Training in advanced endoscopic resection techniques

Ricardo Küttner Magalhães

Ricardo Küttner Magalhães is specialist in gastroenterologist at CHUdSA and Associate Professor at the Institute of Biomedical Sciences Abel Salazar, University of Porto (ICBAS-UP).
He got his Ph.D. in Medical Sciences at ICBAS-UP in March 2022, under the supervision of Professor Arjun D. Koch, Professor Mário Dinis-Ribeiro and Professor Ricardo Marcos-Pinto.


The object of study of your doctoral thesis was training in advanced endoscopic resection techniques, including submucosal dissection. Can you briefly explain this technique?

Endoscopic submucosal dissection (ESD) is a technique that allows en bloc resection irrespective of lesion size and accurate histopathological assessment. It provides higher radical (R0) resection rates and lower local recurrence rates compared to conventional endoscopic mucosal resection (EMR). On the other hand, due to its complexity, ESD involves prolonged procedure times and an increased risk of adverse events.


What were the main study results?

ESD performance on animal models has been recognized as the simulation setting of choice, due to its perceived human similarity.

With our research, face, content and expert validity of the live porcine model in performing multiband EMR, esophageal and gastric ESD was established. Training in this model was considered very realistic compared to the human setting and highly appreciated as a learning tool. Consequently, adequate evidence was gathered to recommend its incorporation into formal teaching programs.
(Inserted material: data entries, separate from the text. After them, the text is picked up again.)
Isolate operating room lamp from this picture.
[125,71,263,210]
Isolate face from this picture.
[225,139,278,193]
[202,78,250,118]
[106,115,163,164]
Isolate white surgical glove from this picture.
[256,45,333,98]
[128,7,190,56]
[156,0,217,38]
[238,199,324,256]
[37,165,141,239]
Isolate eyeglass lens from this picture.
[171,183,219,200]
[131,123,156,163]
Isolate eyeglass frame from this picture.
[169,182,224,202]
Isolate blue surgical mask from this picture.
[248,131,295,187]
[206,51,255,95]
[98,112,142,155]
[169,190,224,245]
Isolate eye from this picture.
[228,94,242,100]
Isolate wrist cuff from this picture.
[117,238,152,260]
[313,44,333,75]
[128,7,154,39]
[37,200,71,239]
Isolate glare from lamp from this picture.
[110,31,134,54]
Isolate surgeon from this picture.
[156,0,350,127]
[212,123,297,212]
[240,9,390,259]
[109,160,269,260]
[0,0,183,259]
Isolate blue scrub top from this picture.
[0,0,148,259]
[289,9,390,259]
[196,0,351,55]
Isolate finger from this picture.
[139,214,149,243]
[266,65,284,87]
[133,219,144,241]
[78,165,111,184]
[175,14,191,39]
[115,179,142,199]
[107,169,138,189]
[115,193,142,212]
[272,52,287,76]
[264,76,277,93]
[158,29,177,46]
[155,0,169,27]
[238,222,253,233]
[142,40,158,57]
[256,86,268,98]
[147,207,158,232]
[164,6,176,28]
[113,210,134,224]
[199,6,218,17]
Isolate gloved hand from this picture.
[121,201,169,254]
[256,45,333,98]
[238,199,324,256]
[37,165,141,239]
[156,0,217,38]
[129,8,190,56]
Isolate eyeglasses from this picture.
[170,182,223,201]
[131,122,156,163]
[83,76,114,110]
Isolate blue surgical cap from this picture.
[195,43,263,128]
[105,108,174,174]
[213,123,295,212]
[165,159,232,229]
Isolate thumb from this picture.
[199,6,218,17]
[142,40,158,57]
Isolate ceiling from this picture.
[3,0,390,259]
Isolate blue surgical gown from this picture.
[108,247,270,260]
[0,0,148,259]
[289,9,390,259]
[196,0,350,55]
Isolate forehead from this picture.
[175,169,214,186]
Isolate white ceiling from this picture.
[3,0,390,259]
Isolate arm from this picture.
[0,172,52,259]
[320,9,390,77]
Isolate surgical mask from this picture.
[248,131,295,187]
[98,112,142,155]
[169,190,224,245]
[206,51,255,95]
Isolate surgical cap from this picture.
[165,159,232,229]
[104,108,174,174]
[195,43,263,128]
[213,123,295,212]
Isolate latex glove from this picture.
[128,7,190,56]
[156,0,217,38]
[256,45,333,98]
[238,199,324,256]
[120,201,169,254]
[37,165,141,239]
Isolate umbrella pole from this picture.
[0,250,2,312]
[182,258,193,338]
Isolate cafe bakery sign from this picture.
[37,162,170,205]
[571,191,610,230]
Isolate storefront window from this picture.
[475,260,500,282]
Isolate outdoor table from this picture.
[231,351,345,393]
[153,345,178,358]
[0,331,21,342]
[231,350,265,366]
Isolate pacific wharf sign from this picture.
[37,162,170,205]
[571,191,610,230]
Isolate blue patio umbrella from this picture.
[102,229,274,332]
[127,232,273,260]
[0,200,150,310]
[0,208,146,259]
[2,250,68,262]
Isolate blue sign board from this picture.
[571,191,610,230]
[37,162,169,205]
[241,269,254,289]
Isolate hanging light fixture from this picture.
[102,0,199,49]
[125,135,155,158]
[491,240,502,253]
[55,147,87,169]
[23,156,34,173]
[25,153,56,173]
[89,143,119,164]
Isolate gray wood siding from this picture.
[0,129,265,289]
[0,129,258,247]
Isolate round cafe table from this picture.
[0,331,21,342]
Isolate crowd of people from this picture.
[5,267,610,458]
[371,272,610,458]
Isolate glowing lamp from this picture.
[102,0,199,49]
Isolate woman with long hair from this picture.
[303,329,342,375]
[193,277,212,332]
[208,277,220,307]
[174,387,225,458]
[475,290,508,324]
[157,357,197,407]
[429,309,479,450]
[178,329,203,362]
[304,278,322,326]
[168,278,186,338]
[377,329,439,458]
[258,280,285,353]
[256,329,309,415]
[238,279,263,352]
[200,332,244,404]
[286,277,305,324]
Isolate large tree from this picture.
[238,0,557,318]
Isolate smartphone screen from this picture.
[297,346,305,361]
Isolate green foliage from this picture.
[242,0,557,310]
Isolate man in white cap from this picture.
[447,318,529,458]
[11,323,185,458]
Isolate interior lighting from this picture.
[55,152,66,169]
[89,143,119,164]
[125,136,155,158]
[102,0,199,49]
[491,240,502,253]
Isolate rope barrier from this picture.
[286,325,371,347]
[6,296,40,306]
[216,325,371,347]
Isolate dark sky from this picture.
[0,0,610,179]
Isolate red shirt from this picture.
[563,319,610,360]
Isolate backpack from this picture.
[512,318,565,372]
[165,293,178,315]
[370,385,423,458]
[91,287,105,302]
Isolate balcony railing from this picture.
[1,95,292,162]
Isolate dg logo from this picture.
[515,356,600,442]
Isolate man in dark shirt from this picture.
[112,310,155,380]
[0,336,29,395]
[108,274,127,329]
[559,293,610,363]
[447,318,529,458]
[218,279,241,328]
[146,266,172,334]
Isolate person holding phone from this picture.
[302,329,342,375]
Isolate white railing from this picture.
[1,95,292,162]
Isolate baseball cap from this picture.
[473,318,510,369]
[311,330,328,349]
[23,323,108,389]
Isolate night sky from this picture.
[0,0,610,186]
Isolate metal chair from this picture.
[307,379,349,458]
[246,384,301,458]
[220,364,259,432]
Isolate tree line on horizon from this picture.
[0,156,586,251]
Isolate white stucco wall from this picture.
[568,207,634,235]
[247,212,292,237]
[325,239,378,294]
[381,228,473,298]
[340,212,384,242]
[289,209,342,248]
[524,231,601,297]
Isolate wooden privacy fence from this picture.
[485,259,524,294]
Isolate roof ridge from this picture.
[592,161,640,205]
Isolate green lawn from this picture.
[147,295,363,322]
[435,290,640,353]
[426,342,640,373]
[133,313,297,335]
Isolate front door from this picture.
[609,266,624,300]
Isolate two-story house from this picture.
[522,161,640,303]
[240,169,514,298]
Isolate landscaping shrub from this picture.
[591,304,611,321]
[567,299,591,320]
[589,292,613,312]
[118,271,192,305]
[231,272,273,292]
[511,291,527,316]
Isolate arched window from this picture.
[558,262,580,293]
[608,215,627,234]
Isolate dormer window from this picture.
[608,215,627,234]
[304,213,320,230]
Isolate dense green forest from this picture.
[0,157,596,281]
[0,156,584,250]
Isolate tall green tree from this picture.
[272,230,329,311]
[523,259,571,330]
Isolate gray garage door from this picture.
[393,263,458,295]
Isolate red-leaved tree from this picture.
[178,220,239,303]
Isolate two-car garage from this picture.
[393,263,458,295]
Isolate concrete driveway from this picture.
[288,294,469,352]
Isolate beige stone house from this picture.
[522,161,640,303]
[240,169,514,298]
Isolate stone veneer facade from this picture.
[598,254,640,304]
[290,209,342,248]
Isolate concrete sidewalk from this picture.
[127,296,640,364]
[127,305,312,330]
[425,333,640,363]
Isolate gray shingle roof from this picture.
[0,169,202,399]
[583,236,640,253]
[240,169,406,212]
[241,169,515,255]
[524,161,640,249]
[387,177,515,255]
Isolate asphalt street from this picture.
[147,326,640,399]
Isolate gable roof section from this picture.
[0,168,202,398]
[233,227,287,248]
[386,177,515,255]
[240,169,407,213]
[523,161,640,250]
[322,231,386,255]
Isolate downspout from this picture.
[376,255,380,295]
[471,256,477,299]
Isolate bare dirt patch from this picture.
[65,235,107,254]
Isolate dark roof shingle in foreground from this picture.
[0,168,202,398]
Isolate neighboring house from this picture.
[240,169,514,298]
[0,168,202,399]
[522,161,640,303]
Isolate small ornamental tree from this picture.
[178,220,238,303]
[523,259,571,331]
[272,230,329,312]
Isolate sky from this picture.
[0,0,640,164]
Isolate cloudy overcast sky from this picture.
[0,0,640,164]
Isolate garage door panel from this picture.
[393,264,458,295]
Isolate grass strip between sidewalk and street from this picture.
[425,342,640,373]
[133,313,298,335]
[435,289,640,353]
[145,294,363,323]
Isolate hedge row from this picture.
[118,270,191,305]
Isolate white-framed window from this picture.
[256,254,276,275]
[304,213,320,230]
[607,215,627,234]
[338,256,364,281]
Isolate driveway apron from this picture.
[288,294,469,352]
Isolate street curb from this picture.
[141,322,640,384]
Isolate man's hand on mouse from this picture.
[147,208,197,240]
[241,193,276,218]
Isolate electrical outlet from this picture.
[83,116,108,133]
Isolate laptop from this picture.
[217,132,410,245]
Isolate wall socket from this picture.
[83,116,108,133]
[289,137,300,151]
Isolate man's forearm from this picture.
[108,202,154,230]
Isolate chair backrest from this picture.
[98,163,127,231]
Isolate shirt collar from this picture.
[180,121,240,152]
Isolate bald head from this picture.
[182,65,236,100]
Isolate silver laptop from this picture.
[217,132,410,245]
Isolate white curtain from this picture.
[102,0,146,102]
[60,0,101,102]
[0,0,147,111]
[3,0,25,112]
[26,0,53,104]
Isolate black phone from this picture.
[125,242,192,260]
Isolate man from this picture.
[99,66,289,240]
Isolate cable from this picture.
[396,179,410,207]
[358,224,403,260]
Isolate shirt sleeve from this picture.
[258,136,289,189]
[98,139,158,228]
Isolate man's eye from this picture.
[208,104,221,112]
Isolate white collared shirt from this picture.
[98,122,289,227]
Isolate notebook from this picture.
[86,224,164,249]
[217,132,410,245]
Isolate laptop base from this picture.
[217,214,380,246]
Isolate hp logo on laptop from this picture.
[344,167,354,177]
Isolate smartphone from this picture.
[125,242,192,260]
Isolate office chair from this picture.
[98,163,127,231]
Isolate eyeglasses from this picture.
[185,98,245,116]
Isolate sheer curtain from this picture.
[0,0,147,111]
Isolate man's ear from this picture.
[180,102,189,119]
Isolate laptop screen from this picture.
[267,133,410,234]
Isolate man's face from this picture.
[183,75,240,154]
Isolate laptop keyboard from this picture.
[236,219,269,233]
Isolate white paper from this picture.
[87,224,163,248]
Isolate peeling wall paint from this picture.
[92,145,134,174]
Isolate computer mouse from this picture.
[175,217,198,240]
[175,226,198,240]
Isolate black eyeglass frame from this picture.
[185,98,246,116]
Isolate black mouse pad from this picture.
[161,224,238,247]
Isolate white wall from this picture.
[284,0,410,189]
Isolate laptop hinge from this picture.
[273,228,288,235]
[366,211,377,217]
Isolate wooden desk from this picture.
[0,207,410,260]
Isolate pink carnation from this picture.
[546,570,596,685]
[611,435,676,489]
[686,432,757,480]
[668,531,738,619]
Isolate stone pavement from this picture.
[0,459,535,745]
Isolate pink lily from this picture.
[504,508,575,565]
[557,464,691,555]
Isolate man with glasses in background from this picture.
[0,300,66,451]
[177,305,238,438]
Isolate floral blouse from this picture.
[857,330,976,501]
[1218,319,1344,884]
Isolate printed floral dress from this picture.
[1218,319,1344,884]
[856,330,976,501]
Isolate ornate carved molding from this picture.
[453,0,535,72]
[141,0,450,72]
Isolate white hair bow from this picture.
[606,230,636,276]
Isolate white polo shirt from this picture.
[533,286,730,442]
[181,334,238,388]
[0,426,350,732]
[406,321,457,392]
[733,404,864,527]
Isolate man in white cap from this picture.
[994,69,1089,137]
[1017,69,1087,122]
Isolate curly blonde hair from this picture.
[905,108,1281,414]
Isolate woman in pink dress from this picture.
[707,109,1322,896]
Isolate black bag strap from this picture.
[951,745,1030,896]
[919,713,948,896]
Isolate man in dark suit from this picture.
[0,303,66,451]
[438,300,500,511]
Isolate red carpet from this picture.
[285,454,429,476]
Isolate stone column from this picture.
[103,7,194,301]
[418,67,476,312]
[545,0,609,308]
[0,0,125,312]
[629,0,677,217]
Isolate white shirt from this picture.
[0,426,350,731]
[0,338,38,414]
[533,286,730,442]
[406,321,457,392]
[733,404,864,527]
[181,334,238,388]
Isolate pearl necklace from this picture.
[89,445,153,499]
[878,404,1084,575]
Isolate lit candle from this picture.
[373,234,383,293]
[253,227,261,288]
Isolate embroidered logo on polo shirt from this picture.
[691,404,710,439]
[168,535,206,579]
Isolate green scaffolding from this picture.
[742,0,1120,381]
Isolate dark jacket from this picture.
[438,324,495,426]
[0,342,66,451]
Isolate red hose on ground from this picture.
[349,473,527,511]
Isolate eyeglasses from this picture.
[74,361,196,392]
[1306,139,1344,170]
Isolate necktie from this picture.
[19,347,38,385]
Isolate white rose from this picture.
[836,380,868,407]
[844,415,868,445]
Supporting this assumption, in a subsequent study in this model, complete resections, en bloc resections and ESD speed improved, as adverse events decreased, during consecutive procedures.

Furthermore, we realized that Western endoscopists had extensive endoscopic experience before starting ESD and the majority underwent training with animal models, which were considered very useful and deemed a prerequisite before clinical practice.

Finally, endoscopists attending dedicated ESD workshops were adequately skilled before human ESD initiation, complying with recommendations for training and appropriately implementing the technique in clinical practice. Importantly, we observed that structured training programs translated into clinical outcomes that exceed established standards, namely in the early clinical phase.